The all-in-one headset format makes a whole lot of difference when it comes to usability of the Mirage Solo. It is more comfortable, easy to set up and easy to use. The Lenovo Mirage Solo has been built with a rich set of sensors that provides for greater versatility in use. You can wear these virtual reality headsets and stand, squat, crouch or lean in your virtual world. This versatility, that is missing in other headsets, is referred to as the six degrees of freedom. In the VR lingo, it is simply called “6DoF”.In other popular virtual reality headsets such as Oculus Rift, HTC Vive and PlayStation VR, you need an external motion sensor that is set up around a room or on a desk to track the headset movements in order to attain 6DoF. In this regard, the Lenovo Mirage Solo gives a vast improvement in functionality.
This is where you will find the Mirage Solo VR headset a bit underwhelming. Unlike a top of the range VR headset such as HTC Vive that delivers powerful immersive room-scale VR, you can only take a few steps with the Mirage Solo before the sensors begin losing tracking.
In the Mirage Solo, all the processing power of the device has been embedded in the headset so you will get a quality of graphics that is similar to that of a smartphone-based virtual reality viewer. The Mirage Solo is powered by the same Daydream software that is found in some of the recent Android smartphones.
The Mirage Solo standalone headset uses the Qualcomm processors similar to the ones found in the smartphones. It has a powerful chip that is capable of handling more advanced tracking when in use, thus contributing to its versatility.
The Mirage Solo is the first Google Daydream headset that is a standalone headset. It utilizes the same control found in the original Daydream headsets. The controller gives users three degrees of movement. In virtual reality, it is locked into a single position but it can twist around to allow you to interact with various things in the environment. However, expect to see some drift in the controller so there’ll be need to frequently reorient it by holding its bottom button. In practical use, the control issues are going to pose a serious limitation.
The Mirage Solo has features that are standard in many modern virtual headsets. The headset has a large dial that is built at the back of the strap which you can use to loosen or tighten it in order to get the best fit.
There is also a button at the bottom that you can use to slide the optics of the headset towards and away from the face, depending on the kind of fit that you are looking for. The Mirage Solo fits in snugly even if you are wearing glasses. The headset is comfortable and you can wear and adjust it with relative ease.
Both the headset and the controller can be charged using a standard USB cable. This is included in the product package at the time of purchase. The headset system also has 64GB of storage although you can extend the storage space with the help of an SD card.
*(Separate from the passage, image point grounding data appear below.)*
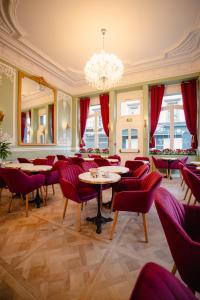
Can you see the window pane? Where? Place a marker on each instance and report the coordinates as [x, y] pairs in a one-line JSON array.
[[182, 137], [130, 107], [134, 139], [89, 133], [125, 139]]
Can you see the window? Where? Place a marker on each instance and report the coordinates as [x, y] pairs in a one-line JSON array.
[[95, 136], [171, 131], [130, 107], [129, 139]]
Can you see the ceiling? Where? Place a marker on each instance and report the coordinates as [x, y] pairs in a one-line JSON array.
[[142, 33]]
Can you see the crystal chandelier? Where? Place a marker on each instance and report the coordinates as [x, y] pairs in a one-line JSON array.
[[103, 70]]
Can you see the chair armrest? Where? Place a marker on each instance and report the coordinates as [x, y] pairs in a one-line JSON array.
[[136, 201], [192, 221], [69, 190], [128, 184]]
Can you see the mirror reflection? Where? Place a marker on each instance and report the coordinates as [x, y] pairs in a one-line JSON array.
[[37, 111]]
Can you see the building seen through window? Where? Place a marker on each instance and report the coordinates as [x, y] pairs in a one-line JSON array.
[[171, 131], [95, 136]]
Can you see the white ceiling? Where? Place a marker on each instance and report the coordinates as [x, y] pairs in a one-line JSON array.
[[59, 36], [69, 31]]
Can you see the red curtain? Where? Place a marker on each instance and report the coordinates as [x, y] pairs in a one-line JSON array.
[[104, 103], [52, 113], [23, 125], [189, 93], [84, 109], [156, 93]]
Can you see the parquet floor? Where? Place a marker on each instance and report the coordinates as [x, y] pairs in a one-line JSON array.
[[43, 257]]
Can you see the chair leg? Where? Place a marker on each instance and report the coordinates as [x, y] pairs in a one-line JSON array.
[[10, 204], [114, 224], [26, 205], [174, 269], [65, 207], [186, 193], [145, 227], [190, 196], [53, 189], [78, 217]]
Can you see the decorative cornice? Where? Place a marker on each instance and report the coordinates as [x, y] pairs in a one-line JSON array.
[[13, 37]]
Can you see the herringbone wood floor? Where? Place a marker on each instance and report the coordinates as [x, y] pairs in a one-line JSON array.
[[43, 257]]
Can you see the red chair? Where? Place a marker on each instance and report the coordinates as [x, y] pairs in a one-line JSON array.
[[40, 161], [181, 224], [156, 283], [125, 183], [24, 160], [51, 159], [145, 158], [161, 164], [19, 182], [87, 165], [77, 160], [94, 155], [75, 190], [139, 199], [102, 162]]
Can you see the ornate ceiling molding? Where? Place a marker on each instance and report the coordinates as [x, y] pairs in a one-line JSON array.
[[13, 38]]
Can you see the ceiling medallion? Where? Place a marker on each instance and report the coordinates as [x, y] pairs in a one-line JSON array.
[[104, 70]]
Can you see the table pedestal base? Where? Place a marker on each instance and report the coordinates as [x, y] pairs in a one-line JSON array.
[[98, 221]]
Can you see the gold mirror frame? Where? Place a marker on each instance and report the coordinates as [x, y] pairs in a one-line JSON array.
[[39, 80]]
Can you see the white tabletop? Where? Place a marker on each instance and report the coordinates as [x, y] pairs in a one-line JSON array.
[[111, 178], [28, 167], [114, 169], [197, 163]]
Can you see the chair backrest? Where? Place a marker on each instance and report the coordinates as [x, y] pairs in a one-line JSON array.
[[61, 157], [15, 179], [193, 182], [50, 159], [71, 174], [101, 162], [142, 158], [160, 163], [141, 171], [151, 181], [23, 160], [86, 165], [94, 155], [156, 283], [115, 156], [186, 252], [133, 164], [77, 160], [40, 161]]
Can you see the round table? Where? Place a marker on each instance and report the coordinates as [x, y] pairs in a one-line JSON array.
[[28, 167], [99, 181], [114, 169]]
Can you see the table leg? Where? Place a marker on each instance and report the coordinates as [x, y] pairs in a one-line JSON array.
[[99, 219]]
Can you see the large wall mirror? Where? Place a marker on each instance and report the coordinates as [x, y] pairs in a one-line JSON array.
[[36, 111]]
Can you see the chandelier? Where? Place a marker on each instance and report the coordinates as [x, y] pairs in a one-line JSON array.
[[103, 70]]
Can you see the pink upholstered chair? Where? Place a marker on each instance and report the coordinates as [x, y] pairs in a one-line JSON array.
[[75, 190], [156, 283], [101, 162], [23, 160], [139, 199], [160, 164], [19, 182], [181, 224], [51, 159], [142, 158]]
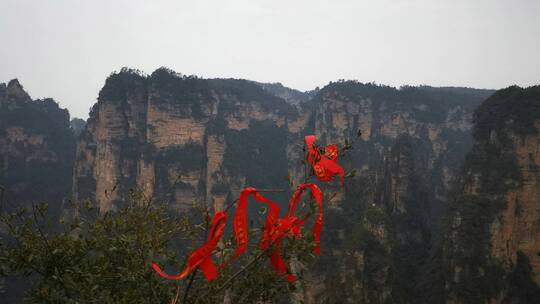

Once charged, the battery can last anywhere from two to three hours depending on type of use.
The power button and the volume controls on the headset are easy to find even if you are inside virtual reality. It doesn’t have any included speakers although there are ear buds. If this won’t serve your sound needs, you will have to shop for something better.
So far, the Mirage Solo isn’t offering good enough games that will fully utilize its better sensors and head tracking functionality. You can still find some good titles such as Narrows and Rez Infinite that feel great on the headset. However, you can expect the titles to improve with time once the product has been in the market for some duration. The headset retails for $399.99 which is reasonable for a standalone VR headset with room-scale VR and full controller tracking.